Sie hatte versprochen, später hinüber zum Gutshof zu radeln, um mit Jays Stellvertreter über dessen Wunsch zu sprechen, das Landwirtschaftsministerium um weitere Hilfskräfte zu bitten – entweder Landmädchen oder Internierte, was, sei ihm egal, hatte er ihr schon erklärt.
Es gab so viel zu tun, dass sie eigentlich gar keine Zeit hatte, krank vor Sorge um Jay zu sein, doch natürlich war sie das. Und sie war nicht die Einzige.
 
Sie hatten wunderbares Wetter, und die Kinder veranstalteten draußen eine Art Picknick. Amber saß bei ihnen und schaute zu, wie Ella mit ihrem Sandwich spielte, ihr normalerweise strahlendes, fröhliches Gesicht blass und besorgt.
»Was ist los?«, fragte Amber sie leise.
»Ich habe Bauchweh«, sagte Ella, und ihre Augen füllten sich mit Tränen, als sie erklärte: »Er tut weh, wenn ich an meinen Daddy denke.« Ihre Lippen zitterten, und erste Tränen rannen ihr über die Wangen.
Wortlos nahm Amber sie in den Arm.
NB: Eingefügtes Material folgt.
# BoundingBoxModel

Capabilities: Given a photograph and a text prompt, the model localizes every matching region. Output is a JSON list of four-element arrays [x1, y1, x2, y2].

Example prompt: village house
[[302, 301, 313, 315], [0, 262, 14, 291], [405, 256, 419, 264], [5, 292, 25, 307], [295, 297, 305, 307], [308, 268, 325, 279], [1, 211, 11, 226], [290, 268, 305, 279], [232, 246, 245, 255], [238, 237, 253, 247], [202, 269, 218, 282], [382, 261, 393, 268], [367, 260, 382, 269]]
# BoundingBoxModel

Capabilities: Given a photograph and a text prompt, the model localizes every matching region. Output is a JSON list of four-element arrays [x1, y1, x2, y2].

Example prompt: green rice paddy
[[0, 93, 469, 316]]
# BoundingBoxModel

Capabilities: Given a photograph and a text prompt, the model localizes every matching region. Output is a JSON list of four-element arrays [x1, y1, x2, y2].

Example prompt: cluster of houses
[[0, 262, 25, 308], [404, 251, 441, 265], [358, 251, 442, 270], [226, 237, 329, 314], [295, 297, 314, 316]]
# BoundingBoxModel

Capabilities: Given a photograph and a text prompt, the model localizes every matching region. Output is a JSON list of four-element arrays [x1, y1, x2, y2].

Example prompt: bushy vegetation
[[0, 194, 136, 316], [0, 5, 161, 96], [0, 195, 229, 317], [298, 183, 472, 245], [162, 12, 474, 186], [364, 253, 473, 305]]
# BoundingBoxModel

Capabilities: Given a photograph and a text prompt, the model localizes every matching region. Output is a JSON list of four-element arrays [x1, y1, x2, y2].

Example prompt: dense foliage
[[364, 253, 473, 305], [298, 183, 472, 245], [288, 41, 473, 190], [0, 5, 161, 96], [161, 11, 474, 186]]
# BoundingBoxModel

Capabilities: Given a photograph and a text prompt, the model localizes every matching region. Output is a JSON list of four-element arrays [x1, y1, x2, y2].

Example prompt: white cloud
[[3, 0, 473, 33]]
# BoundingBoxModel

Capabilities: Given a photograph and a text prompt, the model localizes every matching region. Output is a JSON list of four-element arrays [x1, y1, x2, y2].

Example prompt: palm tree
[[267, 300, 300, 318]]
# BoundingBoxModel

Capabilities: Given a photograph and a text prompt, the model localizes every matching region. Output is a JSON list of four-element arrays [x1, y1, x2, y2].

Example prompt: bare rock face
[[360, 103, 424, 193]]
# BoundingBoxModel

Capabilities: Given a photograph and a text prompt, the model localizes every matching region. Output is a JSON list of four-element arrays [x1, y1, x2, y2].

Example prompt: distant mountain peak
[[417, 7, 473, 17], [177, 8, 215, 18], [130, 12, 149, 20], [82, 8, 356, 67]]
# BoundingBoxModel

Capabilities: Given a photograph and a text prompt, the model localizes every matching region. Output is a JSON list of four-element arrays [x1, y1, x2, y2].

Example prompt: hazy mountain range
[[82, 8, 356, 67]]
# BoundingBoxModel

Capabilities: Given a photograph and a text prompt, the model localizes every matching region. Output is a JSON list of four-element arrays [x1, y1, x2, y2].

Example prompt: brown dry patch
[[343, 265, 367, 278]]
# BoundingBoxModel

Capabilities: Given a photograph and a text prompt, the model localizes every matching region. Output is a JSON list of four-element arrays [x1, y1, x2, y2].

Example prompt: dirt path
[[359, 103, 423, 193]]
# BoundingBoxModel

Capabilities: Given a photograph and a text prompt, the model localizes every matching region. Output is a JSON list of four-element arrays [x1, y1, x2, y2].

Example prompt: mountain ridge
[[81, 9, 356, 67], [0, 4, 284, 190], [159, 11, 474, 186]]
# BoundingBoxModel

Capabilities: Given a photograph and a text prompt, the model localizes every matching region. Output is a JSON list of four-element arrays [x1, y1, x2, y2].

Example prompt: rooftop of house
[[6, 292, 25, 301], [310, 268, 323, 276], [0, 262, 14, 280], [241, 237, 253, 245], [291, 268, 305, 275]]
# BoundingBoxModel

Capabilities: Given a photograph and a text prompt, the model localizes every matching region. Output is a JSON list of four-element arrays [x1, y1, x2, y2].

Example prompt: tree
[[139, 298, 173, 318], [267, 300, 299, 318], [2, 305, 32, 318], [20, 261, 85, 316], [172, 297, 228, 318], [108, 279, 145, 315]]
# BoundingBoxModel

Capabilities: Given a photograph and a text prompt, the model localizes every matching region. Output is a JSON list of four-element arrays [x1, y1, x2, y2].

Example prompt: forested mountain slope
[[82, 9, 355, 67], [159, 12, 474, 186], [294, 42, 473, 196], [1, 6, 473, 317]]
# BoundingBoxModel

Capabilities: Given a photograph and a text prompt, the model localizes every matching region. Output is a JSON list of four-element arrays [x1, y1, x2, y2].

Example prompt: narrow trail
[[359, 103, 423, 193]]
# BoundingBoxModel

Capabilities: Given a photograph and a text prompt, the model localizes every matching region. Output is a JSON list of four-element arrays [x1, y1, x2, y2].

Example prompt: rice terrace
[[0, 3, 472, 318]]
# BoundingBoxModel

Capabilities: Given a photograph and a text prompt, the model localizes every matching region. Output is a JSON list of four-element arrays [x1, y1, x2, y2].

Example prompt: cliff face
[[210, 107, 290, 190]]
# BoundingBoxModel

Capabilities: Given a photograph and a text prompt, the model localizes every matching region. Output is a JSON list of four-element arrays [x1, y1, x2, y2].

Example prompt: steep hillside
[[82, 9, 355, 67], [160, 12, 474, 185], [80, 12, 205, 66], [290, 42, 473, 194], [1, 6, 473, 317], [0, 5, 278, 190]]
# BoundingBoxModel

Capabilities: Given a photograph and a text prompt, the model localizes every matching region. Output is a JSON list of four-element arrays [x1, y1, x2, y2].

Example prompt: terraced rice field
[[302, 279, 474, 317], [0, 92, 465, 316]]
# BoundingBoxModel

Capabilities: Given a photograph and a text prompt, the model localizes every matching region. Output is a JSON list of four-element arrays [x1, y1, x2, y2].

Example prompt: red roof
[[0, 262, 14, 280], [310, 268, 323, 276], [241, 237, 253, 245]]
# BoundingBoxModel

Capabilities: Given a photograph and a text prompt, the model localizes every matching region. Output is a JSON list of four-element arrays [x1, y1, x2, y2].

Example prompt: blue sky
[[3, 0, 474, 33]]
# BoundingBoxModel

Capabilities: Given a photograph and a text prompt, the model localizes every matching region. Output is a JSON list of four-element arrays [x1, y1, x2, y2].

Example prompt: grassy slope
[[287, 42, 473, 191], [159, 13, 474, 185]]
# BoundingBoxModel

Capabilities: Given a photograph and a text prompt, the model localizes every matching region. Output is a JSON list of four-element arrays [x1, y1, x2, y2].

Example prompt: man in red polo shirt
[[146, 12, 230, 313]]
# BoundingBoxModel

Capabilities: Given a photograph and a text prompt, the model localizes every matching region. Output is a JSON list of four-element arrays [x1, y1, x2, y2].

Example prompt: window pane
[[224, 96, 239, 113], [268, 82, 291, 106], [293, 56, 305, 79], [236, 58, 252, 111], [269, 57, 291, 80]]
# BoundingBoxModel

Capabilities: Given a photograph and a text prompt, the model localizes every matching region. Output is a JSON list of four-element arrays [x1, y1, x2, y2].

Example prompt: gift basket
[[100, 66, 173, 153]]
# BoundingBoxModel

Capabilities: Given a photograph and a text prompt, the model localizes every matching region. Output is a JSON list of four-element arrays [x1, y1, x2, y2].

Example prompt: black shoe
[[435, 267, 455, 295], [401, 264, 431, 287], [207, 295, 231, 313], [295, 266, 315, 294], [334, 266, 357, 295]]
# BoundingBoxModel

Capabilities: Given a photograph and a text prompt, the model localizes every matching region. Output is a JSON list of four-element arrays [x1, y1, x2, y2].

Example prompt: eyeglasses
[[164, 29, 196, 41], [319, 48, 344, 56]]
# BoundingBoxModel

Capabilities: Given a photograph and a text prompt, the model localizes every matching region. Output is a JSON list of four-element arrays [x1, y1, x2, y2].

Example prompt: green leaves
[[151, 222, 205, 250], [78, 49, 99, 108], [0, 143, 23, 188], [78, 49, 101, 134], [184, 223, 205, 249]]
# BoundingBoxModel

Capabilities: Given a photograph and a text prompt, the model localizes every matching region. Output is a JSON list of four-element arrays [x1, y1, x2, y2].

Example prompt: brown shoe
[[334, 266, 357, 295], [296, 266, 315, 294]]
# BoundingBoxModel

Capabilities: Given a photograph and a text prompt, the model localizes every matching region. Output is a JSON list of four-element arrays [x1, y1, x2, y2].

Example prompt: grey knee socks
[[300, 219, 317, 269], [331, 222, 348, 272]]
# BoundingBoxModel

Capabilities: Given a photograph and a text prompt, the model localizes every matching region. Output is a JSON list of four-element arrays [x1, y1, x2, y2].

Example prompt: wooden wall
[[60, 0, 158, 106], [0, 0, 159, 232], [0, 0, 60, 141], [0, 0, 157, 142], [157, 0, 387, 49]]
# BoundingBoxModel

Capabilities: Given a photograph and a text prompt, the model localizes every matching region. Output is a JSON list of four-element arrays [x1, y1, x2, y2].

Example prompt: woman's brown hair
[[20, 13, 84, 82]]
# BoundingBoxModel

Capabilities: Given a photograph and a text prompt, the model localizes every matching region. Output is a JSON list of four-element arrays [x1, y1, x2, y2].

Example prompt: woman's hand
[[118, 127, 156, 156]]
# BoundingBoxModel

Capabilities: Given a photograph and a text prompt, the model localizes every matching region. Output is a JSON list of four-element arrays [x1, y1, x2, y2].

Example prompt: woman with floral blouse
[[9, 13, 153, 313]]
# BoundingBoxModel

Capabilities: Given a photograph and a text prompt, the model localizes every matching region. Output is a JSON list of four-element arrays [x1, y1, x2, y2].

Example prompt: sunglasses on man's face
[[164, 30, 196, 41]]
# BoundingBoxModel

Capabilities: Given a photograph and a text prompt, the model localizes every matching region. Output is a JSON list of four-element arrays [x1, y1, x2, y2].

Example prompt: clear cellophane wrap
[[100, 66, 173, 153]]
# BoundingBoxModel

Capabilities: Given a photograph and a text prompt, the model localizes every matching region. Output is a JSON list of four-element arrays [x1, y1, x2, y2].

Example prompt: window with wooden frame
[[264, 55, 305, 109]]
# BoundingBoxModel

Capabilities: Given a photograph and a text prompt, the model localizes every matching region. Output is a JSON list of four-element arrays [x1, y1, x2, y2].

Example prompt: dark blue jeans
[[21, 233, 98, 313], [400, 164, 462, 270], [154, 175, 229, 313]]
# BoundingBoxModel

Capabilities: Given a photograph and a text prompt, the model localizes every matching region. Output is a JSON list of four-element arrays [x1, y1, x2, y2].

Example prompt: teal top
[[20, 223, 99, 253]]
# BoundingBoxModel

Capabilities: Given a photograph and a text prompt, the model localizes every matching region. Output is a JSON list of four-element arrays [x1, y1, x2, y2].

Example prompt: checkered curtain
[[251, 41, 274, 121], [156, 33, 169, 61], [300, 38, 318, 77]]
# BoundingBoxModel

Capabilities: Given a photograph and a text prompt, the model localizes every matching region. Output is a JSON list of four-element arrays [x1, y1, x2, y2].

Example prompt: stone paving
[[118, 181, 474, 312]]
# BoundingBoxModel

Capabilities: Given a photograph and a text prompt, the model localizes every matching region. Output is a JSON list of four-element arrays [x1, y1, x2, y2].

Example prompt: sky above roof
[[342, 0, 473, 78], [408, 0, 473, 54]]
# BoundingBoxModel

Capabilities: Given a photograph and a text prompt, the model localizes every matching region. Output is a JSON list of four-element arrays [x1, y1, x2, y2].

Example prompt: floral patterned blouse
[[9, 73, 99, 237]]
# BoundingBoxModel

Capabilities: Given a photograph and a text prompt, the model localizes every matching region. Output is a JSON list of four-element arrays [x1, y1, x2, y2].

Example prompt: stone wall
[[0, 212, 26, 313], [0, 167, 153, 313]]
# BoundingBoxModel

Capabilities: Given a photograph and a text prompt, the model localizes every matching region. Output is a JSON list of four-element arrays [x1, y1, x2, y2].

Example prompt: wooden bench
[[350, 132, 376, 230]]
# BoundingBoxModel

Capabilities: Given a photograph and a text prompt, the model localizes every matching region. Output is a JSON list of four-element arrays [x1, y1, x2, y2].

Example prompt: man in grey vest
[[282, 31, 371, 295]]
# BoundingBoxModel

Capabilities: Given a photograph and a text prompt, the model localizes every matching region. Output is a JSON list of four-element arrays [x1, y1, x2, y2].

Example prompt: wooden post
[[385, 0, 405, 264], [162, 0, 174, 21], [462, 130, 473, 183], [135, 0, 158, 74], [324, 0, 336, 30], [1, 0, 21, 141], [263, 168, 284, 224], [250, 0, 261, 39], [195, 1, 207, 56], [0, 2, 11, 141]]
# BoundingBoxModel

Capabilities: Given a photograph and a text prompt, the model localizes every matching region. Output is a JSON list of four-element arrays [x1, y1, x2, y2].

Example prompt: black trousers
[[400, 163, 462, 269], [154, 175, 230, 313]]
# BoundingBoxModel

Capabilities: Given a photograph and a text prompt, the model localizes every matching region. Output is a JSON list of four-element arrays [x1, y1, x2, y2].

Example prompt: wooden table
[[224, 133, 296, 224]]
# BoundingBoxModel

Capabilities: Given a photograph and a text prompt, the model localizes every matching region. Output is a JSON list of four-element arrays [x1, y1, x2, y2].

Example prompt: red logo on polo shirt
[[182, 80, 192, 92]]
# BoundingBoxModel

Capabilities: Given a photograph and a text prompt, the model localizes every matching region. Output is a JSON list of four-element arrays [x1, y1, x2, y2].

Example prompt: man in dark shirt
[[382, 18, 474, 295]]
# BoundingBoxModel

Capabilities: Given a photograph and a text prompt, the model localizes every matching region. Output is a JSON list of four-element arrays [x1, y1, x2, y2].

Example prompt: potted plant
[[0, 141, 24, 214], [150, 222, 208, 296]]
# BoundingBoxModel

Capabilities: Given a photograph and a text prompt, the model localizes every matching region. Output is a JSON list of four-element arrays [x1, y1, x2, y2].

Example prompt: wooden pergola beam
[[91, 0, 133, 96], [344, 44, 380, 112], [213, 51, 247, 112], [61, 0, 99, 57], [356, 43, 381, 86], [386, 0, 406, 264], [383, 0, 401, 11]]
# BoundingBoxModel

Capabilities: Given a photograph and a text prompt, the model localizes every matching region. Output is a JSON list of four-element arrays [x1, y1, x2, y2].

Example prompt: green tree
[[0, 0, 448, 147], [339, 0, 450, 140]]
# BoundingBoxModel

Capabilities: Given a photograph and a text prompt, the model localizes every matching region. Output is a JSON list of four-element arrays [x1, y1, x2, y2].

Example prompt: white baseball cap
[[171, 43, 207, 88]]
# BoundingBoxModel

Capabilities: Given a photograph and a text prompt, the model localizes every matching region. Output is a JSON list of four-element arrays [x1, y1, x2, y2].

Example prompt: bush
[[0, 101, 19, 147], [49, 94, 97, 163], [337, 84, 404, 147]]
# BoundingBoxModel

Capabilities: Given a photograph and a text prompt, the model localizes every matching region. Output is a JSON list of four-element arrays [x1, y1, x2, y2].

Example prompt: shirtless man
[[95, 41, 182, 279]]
Wie konnte sie ihr sagen, dass sie auch »Bauchweh« hatte, wenn sie an Jay dachte – und Herzweh?
»Du darfst dir keine Sorgen machen, Herzchen«, sagte sie. »Ich bin mir sicher, es geht ihm gut.«
»Versprichst du mir das?«, fragte Ella.
Amber zerriss es fast das Herz. »Ja, das verspreche ich dir«, flüsterte sie, denn sie wusste nicht, was sie sonst sagen sollte.
 
»Ich dachte, du hättest gesagt, du wolltest heute Abend noch zum Gutshof.«
Amber reichte ihrer Großmutter eine Tasse Tee. »Ja, das habe ich auch vor, aber ich dachte, ich höre mir vorher noch die Neun-Uhr-Nachrichten an.«
Ihre Großmutter mochte es nicht zugeben, doch Amber sah, dass sie immer gebrechlicher und älter wurde. Gregs Tod war ein schrecklicher Schock für sie gewesen, umso mehr, wie Amber vermutete, wegen der Spannung zwischen ihnen.
Die BBC hatte eine neue Stimme, die an diesem Abend eine Nachbemerkung zu den Nachrichten machte: die des Romanschriftstellers J. B. Priestley. Der Klang seiner sachlichen Stimme, die über den Äther zu ihnen drang, um von der Evakuierung in Dünkirchen zu erzählen und von der Rolle, welche die, wie er sie nannte, »kleinen Ausflugsdampfer« dabei gespielt hatten, überschwemmte Ambers Herz mit Gefühlen.
»Diese Vergnügungsdampfer«, sagte er zu den Zuhörern, »haben ihre unschuldige Welt verlassen, um in das Inferno zu segeln und unsere Soldaten zu retten. Einige werden nie zurückkehren, doch sie alle sind jetzt, wie die kleine Gracie Fields und ihre tapferen und übel zugerichteten Schwestern, unsterblich.«
»Sentimentaler Unsinn«, sagte Blanche spitz, doch Amber sah Tränen in den stahlgrauen Augen schimmern, und sie wusste, dass die Worte ihre Großmutter genauso gerührt hatten wie sie.
 
Es war zehn Uhr vorbei, als Amber vom Gutshof zurückkehrte, denn da der Abend so warm war, hatte sie sich entschieden, zu Fuß zu gehen, statt das Fahrrad zu nehmen.
In dem Augenblick, da sie sich der Hintertür des Hauses näherte, erstarrte Bruno, der auf dem Rückweg fröhlich neben ihr hergelaufen war, plötzlich, schnüffelte am Boden, jaulte aufgeregt auf und lief zum Haus.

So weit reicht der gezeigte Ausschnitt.